Zalmay Khalilzad’s visit to Kabul and meeting with Acting Foreign Minister Amir Khan Muttaqi signal a cautious political engagement, using backchannels to balance non-recognition with avoiding a strategic vacuum amid security and economic pressures. pic.twitter.com/aX68gIFJNG
— Dr.Burhani,Ph.D. professor (@DrShenwari) December 28, 2025
Others have labelled the Secretary of State, Marco Rubio, of the US government, urging him to be clear about the mandate of Khalilzad.
One user posed the question, in what capacity does he do this? And if he is simply visiting, what about making promises on matters that are the province of governments?
What exactly is Zalmay Khalilzad’s authority today? He holds no official position in the U.S. government yet he freely travels to Kabul and inserts himself into talks framed as bilateral relation with the Taliban. On whose mandate does he operate & who empowered him to pic.twitter.com/emL4mSMwvi
— Roya Safi 🇦🇫 (@RoyaSafiwr) December 29, 2025
Another one remarked that Khalilzad is a person who looks unemployed but plays the role of a pseudo-representative and wonders who gave him the authority to represent the US interests or the Afghan financial system.
Khalilzad is unemployed but he keeps showing up in Kabul and meeting Taliban leaders as US representative, "promises cooperation" on banking/economic challenges and even discusses Afghanistan's frozen funds.

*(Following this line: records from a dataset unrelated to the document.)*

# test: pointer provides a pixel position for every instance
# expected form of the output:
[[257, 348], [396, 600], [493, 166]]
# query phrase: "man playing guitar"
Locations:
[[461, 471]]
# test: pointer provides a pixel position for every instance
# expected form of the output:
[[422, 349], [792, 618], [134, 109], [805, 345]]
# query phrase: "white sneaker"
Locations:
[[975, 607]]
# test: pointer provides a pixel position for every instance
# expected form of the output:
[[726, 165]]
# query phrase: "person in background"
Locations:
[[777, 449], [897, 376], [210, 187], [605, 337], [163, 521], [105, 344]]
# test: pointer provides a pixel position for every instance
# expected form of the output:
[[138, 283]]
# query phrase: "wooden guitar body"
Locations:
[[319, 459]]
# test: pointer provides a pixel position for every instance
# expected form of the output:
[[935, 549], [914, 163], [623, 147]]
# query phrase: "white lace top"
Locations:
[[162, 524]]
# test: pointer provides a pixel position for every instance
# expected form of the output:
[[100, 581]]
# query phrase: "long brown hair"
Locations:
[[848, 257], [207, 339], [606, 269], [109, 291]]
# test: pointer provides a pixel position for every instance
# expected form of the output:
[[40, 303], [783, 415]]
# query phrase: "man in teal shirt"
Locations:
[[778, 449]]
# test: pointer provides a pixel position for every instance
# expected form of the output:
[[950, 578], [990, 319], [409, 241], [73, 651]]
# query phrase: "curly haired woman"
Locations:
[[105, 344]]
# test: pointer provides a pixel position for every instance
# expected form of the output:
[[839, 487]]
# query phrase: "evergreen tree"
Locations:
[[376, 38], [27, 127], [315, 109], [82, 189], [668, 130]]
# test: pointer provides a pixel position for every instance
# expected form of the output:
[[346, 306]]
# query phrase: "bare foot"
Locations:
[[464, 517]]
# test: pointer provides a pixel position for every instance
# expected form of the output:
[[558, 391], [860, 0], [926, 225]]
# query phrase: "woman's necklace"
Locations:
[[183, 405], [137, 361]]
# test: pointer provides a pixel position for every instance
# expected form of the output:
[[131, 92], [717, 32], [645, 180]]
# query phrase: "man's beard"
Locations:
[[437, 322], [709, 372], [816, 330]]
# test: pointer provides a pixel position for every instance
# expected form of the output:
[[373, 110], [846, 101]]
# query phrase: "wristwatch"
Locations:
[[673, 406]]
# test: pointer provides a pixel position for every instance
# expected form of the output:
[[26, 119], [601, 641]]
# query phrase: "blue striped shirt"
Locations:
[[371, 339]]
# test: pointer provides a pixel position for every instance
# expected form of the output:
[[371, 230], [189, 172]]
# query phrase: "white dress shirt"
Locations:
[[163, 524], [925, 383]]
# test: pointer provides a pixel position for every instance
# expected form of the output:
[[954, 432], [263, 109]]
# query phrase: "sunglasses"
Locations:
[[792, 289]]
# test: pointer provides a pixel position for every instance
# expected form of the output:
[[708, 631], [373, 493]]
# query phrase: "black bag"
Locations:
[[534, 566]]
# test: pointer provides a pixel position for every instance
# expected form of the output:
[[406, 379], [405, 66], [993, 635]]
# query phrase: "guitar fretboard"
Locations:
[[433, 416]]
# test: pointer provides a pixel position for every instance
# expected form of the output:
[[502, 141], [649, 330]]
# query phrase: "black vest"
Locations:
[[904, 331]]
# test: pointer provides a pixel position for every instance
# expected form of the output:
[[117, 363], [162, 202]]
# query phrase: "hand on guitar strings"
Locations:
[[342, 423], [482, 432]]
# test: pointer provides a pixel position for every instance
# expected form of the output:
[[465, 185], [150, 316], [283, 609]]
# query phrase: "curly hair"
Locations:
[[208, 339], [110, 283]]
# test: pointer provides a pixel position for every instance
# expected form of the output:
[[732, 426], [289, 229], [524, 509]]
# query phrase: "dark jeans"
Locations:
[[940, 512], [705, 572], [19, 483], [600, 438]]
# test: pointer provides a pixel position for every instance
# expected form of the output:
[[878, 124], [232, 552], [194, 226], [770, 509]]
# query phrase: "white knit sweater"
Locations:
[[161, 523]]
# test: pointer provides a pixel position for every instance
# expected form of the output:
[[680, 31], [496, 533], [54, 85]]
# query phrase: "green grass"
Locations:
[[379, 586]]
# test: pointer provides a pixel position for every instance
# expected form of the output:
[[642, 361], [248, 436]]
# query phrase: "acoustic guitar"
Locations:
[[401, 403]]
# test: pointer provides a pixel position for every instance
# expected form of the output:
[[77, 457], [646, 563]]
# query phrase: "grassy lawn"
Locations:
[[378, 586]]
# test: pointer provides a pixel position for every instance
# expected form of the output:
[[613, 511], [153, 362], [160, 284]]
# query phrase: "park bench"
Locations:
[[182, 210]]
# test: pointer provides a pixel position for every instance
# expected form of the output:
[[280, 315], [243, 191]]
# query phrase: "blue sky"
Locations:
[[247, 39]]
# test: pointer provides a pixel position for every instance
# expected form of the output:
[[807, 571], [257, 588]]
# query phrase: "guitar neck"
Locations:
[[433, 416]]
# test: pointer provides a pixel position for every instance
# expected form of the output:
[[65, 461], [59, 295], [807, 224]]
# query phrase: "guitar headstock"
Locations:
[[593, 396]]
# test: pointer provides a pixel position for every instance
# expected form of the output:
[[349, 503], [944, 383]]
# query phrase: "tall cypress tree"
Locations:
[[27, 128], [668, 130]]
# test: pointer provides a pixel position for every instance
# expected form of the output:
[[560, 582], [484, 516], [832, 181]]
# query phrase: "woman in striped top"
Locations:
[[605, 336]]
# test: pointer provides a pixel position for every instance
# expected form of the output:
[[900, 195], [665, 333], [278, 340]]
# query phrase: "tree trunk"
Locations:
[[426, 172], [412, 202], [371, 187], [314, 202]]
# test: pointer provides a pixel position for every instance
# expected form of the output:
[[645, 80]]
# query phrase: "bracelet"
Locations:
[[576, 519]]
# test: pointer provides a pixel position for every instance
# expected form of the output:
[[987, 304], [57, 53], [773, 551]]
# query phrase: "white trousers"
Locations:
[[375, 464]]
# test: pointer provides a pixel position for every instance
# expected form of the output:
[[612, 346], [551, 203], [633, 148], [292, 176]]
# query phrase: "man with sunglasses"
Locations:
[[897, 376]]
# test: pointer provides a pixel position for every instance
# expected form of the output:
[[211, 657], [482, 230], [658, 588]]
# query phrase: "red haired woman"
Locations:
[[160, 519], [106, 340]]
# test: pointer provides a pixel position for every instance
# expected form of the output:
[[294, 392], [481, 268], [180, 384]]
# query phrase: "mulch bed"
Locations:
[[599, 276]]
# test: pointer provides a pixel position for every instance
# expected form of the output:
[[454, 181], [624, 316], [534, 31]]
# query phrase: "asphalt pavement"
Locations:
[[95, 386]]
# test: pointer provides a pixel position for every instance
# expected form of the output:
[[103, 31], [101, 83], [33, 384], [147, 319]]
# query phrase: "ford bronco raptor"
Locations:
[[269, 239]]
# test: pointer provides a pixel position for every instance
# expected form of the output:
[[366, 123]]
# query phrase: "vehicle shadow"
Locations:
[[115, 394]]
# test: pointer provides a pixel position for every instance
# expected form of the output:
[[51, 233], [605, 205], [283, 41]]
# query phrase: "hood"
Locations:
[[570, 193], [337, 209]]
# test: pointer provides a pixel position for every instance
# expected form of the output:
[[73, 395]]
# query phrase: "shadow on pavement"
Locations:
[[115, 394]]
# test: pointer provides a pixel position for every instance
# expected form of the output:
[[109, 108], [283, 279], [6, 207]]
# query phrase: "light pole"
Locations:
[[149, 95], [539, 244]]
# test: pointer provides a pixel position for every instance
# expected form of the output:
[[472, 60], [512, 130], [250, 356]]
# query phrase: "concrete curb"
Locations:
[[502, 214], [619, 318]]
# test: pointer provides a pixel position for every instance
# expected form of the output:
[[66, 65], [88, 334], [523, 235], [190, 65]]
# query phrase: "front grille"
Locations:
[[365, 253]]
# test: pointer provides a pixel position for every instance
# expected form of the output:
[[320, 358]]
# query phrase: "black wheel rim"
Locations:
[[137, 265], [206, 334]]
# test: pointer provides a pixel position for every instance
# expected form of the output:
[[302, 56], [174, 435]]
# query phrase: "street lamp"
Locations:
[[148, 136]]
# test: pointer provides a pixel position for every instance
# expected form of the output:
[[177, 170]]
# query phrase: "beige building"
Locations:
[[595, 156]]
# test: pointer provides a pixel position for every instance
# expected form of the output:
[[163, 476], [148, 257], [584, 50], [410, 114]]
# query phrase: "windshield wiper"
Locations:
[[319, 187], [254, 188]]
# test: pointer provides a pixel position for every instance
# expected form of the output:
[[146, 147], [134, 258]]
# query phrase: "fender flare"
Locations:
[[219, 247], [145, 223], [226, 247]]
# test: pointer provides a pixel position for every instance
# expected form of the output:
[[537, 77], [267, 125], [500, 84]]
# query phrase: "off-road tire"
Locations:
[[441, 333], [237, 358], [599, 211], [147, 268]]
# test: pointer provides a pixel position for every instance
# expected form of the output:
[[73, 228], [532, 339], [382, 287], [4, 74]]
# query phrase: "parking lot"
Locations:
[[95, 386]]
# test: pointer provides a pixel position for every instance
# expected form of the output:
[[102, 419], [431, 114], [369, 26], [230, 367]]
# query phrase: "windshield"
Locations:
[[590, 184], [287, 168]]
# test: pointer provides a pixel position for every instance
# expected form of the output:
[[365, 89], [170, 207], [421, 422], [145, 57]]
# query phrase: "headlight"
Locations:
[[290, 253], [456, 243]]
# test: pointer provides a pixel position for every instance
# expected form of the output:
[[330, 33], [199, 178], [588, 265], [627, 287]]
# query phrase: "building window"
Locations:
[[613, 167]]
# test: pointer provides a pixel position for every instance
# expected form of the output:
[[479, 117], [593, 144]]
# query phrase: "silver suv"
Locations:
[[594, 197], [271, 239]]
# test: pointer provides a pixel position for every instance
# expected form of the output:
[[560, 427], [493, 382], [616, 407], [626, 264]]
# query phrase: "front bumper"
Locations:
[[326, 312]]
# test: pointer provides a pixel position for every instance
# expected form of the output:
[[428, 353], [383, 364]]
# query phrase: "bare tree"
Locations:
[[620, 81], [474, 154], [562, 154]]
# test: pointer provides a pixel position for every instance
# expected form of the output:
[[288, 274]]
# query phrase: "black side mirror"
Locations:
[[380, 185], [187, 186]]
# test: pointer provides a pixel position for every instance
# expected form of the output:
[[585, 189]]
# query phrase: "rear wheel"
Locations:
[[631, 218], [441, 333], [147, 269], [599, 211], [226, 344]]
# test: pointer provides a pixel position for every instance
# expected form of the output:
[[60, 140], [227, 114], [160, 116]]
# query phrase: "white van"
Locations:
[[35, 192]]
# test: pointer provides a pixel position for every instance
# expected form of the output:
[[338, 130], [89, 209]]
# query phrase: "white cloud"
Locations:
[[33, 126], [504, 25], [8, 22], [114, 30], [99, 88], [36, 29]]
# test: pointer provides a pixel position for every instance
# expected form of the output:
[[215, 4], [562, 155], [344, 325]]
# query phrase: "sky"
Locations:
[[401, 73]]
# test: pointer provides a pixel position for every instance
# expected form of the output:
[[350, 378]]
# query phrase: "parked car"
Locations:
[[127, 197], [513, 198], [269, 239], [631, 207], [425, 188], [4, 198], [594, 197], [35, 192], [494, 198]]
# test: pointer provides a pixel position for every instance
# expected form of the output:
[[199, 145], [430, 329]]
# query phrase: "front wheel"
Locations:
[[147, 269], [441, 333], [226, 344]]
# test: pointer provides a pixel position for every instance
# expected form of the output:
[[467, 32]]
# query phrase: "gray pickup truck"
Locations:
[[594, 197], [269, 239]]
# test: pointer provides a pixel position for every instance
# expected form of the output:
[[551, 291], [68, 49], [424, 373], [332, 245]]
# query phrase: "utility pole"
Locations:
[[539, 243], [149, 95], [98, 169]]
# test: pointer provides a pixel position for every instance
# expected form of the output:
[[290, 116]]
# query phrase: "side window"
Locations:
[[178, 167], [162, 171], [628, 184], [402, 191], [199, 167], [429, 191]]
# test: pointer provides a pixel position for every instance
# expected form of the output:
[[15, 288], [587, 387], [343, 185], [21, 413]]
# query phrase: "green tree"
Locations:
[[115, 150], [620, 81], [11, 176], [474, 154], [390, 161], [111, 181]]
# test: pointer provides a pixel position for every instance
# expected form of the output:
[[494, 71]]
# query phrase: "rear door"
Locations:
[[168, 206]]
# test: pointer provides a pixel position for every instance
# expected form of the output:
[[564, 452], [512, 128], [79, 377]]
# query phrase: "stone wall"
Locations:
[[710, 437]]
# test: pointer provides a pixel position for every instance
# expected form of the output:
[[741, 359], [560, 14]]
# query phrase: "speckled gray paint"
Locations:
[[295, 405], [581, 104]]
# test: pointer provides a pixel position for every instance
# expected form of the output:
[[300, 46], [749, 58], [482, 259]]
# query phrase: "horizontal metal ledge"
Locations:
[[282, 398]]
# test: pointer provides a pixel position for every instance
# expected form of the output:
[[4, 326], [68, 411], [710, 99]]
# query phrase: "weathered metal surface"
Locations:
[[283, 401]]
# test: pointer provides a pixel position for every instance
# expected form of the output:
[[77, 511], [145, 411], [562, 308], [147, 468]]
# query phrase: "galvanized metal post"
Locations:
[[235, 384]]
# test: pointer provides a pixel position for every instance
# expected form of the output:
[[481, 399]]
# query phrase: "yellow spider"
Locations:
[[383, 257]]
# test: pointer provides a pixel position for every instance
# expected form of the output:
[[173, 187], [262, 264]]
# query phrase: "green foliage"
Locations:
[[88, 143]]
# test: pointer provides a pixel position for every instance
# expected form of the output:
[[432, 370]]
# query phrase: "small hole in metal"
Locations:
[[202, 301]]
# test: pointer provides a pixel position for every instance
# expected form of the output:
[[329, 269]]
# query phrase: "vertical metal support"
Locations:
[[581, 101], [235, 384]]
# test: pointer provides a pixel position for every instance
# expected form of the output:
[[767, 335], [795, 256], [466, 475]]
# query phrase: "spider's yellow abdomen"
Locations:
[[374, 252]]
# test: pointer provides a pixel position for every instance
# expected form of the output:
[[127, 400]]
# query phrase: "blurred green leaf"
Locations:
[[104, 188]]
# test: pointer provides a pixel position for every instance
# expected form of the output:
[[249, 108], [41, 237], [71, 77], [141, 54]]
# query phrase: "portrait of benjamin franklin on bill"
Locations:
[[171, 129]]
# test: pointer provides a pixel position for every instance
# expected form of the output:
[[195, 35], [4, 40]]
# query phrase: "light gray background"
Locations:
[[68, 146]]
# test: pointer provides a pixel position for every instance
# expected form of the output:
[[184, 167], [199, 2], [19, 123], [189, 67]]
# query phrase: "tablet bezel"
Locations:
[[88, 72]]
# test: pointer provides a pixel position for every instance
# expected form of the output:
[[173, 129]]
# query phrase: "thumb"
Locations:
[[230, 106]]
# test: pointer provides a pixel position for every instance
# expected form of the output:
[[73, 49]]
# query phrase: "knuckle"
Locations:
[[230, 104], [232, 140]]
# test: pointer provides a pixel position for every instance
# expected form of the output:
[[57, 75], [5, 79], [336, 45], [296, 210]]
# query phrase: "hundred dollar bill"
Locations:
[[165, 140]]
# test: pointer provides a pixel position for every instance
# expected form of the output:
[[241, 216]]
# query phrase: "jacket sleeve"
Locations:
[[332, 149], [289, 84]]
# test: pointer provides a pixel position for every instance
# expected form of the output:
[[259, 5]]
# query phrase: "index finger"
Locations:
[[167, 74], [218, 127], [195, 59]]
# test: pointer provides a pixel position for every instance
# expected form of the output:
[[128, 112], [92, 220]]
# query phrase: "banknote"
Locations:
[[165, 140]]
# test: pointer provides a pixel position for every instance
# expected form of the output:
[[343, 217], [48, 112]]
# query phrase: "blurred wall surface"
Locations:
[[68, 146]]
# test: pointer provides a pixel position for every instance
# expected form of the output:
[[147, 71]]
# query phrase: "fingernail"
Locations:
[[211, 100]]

— Natiq Malikzada (@natiqmalikzada) December 29, 2025
Can US's @SecRubio clarify in what capacity is he doing this? If he’s… https://t.co/KiVmVPERKV
A Transactional Future
To the typical Afghan citizen, these high-level discussions have never been translated into better living standards.
The social policies and the devastating economic collapse continue to be the order of the day.
The dialogue is an essential instrument of humanitarian access and fundamental coordination, but the structural distance between the West and the Taliban has not become smaller.
In the absence of tangible advancements on the issue of human rights and a verifiable effort to put extremist networks in check, the Zalmay Khalilzad Kabul engagement will certainly stay a pattern of an act play instead of a road towards political normalization.
The world is waiting with bated breath to see whether words will at last be given tangible action on the ground.